The second-hand clothes (mitumba) sector created over 800,000 jobs in the last decade, new data shows.
A report by the Mitumba Consortium Association of Kenya launched yesterday shows that jobs created as a result of this business grew from 577,000 in 2013 to 1,381,000 in 2021.
The report authored by Prof Patrick Diamond, a professor of Public Policy at Queen Mary University of London and Director of Mile End Institute says every single tonne of second-hand clothes imported into the East Africa Community creates 7.58 jobs.
“Given the second-hand clothes industry is employment intensive, it has the potential to generate a continuous supply of relatively secure and well-paid jobs throughout the value chain,” reads the report in part.
Traders now want the government to facilitate investment in modernised sorting centres in the country to expand jobs in the sector.
This would see the clothes imported into the country sorted locally instead of abroad.
According to the Mitumba Consortium Association of Kenya, this could create more jobs.
The report titled The Second-hand Clothing Industry in the East Africa Economy covers Kenya, Uganda, Rwanda, Tanzania, Burundi and the Democratic Republic of Congo.
The report highlights the importance of the sector, saying it helps conserve the environment.
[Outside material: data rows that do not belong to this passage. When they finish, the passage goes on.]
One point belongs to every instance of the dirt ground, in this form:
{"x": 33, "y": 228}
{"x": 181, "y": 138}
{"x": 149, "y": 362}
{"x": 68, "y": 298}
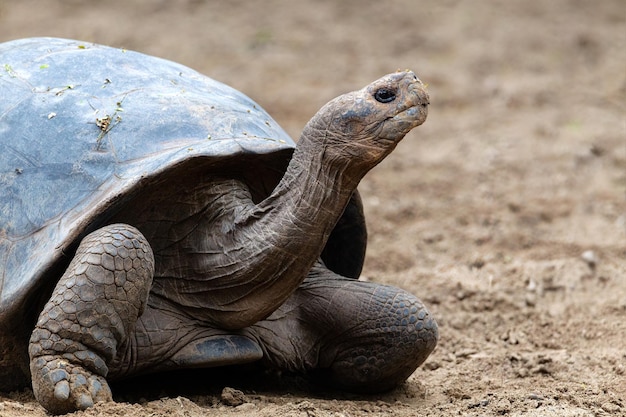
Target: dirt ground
{"x": 505, "y": 212}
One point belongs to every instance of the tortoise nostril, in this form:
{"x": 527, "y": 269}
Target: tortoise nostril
{"x": 385, "y": 95}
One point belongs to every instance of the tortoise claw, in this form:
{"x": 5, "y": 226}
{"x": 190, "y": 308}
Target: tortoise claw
{"x": 62, "y": 387}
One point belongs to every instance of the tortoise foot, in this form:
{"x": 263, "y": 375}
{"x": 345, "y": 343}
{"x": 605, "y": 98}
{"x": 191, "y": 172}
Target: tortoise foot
{"x": 85, "y": 326}
{"x": 62, "y": 387}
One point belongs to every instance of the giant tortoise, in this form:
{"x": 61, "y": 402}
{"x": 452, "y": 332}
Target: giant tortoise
{"x": 153, "y": 219}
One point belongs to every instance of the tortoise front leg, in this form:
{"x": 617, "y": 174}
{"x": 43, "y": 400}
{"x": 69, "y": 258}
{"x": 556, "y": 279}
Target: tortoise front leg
{"x": 93, "y": 309}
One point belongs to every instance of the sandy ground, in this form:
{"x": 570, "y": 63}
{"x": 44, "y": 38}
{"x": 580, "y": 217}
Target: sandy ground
{"x": 505, "y": 212}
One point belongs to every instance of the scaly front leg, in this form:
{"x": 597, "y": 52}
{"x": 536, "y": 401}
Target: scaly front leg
{"x": 93, "y": 309}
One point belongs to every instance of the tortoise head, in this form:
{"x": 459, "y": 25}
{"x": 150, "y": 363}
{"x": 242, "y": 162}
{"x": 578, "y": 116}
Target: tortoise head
{"x": 360, "y": 128}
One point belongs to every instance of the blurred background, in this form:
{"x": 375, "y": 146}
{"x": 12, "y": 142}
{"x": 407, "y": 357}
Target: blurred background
{"x": 486, "y": 210}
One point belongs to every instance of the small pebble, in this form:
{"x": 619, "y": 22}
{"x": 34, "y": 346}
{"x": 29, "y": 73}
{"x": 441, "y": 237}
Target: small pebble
{"x": 232, "y": 397}
{"x": 590, "y": 258}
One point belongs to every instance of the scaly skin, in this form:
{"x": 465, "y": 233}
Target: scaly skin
{"x": 219, "y": 261}
{"x": 94, "y": 306}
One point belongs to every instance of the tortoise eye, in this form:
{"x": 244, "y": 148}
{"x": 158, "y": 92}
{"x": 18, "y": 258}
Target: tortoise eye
{"x": 385, "y": 95}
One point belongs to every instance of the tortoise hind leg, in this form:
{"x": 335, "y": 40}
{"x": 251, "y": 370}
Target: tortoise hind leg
{"x": 354, "y": 335}
{"x": 93, "y": 309}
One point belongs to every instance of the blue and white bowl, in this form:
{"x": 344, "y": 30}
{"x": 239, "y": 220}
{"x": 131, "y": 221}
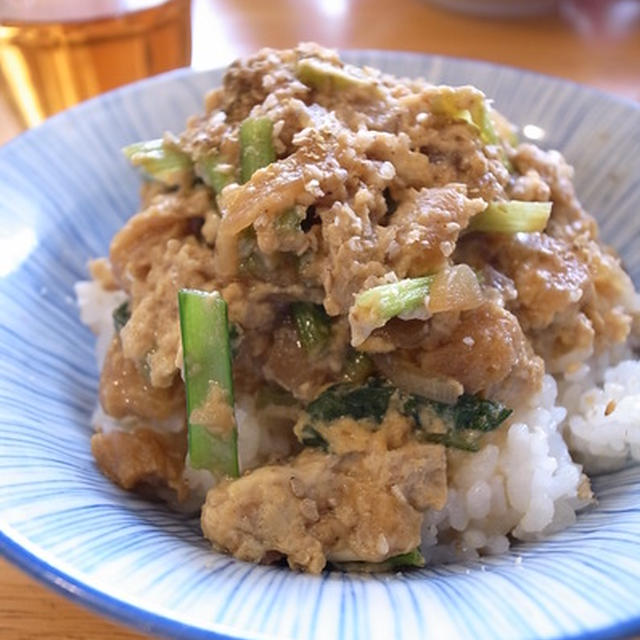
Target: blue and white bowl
{"x": 64, "y": 190}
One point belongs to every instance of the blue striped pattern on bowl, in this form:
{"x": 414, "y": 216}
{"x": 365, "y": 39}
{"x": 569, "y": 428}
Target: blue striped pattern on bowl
{"x": 64, "y": 191}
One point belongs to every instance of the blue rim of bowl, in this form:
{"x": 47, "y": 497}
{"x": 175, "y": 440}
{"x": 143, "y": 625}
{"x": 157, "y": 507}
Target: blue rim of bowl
{"x": 141, "y": 619}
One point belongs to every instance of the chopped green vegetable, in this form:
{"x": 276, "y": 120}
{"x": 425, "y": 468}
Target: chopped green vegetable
{"x": 464, "y": 440}
{"x": 358, "y": 367}
{"x": 405, "y": 560}
{"x": 235, "y": 339}
{"x": 121, "y": 315}
{"x": 328, "y": 78}
{"x": 358, "y": 402}
{"x": 207, "y": 371}
{"x": 311, "y": 437}
{"x": 472, "y": 108}
{"x": 313, "y": 326}
{"x": 215, "y": 172}
{"x": 512, "y": 216}
{"x": 159, "y": 161}
{"x": 256, "y": 146}
{"x": 458, "y": 425}
{"x": 250, "y": 258}
{"x": 379, "y": 304}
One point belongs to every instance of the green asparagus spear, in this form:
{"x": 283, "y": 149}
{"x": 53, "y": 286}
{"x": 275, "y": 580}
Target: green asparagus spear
{"x": 375, "y": 306}
{"x": 328, "y": 78}
{"x": 256, "y": 146}
{"x": 213, "y": 433}
{"x": 159, "y": 161}
{"x": 121, "y": 315}
{"x": 403, "y": 561}
{"x": 313, "y": 326}
{"x": 215, "y": 172}
{"x": 512, "y": 216}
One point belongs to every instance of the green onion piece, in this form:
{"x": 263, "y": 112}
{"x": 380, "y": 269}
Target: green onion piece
{"x": 159, "y": 161}
{"x": 512, "y": 216}
{"x": 383, "y": 302}
{"x": 207, "y": 371}
{"x": 313, "y": 326}
{"x": 324, "y": 76}
{"x": 411, "y": 559}
{"x": 215, "y": 172}
{"x": 357, "y": 368}
{"x": 311, "y": 437}
{"x": 121, "y": 315}
{"x": 256, "y": 146}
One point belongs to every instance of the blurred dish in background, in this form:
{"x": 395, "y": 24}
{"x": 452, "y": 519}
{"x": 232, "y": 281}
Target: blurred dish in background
{"x": 54, "y": 53}
{"x": 499, "y": 8}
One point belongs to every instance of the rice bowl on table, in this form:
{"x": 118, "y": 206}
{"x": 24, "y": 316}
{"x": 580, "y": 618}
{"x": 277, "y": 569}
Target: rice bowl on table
{"x": 357, "y": 322}
{"x": 362, "y": 325}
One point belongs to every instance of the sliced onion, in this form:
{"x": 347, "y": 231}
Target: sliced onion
{"x": 409, "y": 378}
{"x": 455, "y": 289}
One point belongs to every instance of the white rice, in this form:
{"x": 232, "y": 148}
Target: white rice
{"x": 526, "y": 482}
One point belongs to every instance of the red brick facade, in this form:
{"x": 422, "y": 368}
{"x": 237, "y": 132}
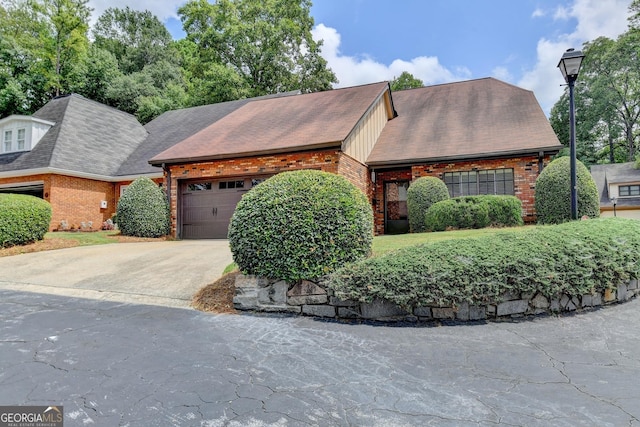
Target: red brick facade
{"x": 525, "y": 171}
{"x": 326, "y": 160}
{"x": 74, "y": 200}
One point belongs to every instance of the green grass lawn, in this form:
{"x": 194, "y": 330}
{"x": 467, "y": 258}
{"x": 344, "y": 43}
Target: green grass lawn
{"x": 387, "y": 243}
{"x": 85, "y": 239}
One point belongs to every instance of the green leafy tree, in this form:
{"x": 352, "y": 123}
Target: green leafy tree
{"x": 553, "y": 193}
{"x": 422, "y": 193}
{"x": 137, "y": 39}
{"x": 96, "y": 74}
{"x": 266, "y": 42}
{"x": 406, "y": 80}
{"x": 143, "y": 210}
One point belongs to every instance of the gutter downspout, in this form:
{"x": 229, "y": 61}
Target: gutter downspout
{"x": 167, "y": 172}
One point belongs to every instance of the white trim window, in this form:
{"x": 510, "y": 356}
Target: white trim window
{"x": 629, "y": 190}
{"x": 14, "y": 139}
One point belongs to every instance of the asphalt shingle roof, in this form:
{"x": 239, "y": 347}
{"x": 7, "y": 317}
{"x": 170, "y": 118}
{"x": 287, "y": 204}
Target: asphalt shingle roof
{"x": 87, "y": 137}
{"x": 288, "y": 124}
{"x": 171, "y": 127}
{"x": 617, "y": 173}
{"x": 470, "y": 119}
“Many second-hand clothing jobs are ‘green’ (jobs) that contribute towards reducing carbon emissions by reusing and recycling textile materials,” the report says.
Prof Diamond explained that the 7.58 jobs created per tonne of import extend beyond just the trade of clothes to warehousing and transport sectors.
“It is an industry with a long and complex supply chain and its potential to create jobs is almost unending,” he said.
Mitumba Consortium Association of Kenya chairperson Teresia Wairimu said the sector’s potential can be enhanced with several policy interventions.
One of them is to set up more sorting centres, which would transfer jobs from abroad to Kenya.
“Significant investment should be made in the supply chain infrastructure for second-hand clothing, including the expansion of sorting centres in strategic locations,” she said.